Here’s one for the battered bulls: the second-largest sector in the S&P 500 is stirring to life, says this strategist.
“It’s the first time in a long time the FOMC has a real decision to make,” says JonesTrading’s chief strategist Michael O’Rourke, who is among the handful urging the Fed to pause. “Remember, this banking crisis is the result of banks that did not prepare properly for an interest-rate increase cycle. Another increase in the near term aggravates the problems at banks.”
Softer stock futures indicate investors are on a bit of a knife edge, following the first-back-to-back gains for the S&P 500
since recent market upheaval began. “There’s nothing like a banking crisis to kick-start an equity rally,” adds O’Rourke.
Onto our call of the day, which sees some silvery linings out there via one sector that few may be paying attention to right now. In a note to clients, Fundstrat’s head of technical strategy Mark Newton, says healthcare has “suddenly come to life,” a good sign for broader markets.
Before we get into that, he sees a “moment of truth,” nearing for the S&P 500. “It’s thought this lies at 4,043 up to 4,078, or 3/6/23 highs,” he said.
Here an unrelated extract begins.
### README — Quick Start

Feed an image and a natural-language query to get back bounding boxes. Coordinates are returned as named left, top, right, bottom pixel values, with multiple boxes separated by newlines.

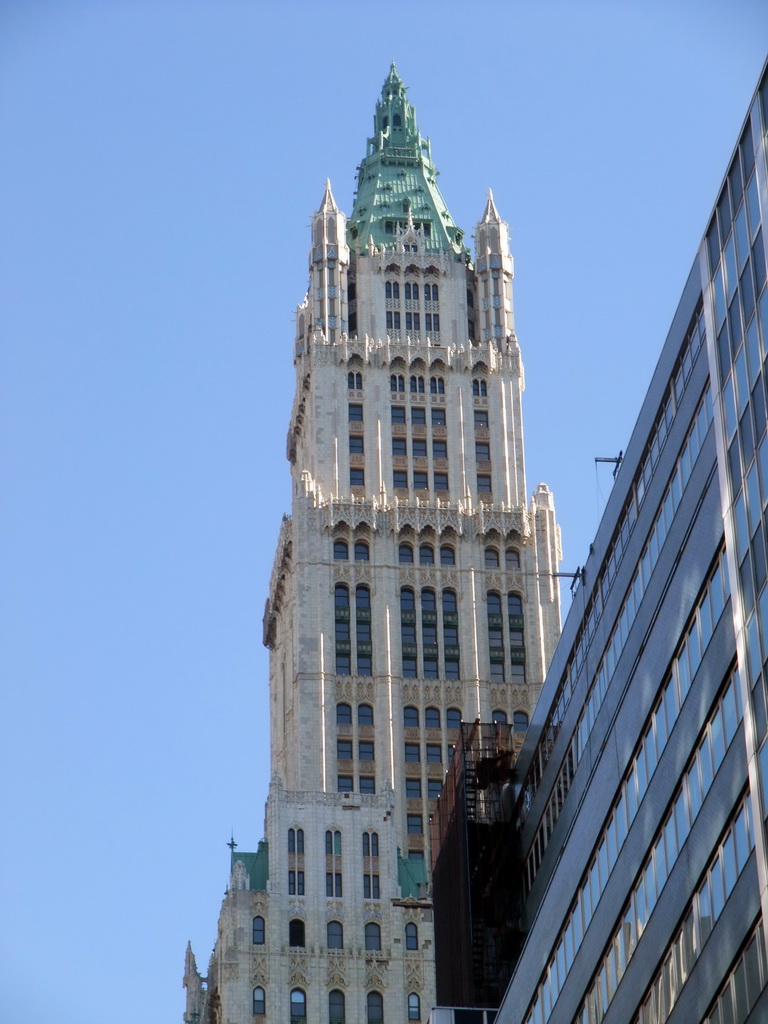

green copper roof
left=347, top=61, right=467, bottom=255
The index closed above 4,000 for the first time since March 6 on Tuesday.
“Healthcare is now higher by +1.43% over the past week in equal-weighted terms
while higher by more than +1.0% as per the SPDR S&P Healthcare ETF
compared to equal-weighted S&P 500 being higher by +0.20%,” says Newton, calling it a “welcome start to outperformance.”
He says his relative chart of healthcare versus the S&P 500 below shows a “steep ascent” has begun. “Since healthcare is the second largest sector in the S&P 500 by market capitalization at nearly 12%, and larger than financials, seeing this sector start to advance is a good sign for market bulls.”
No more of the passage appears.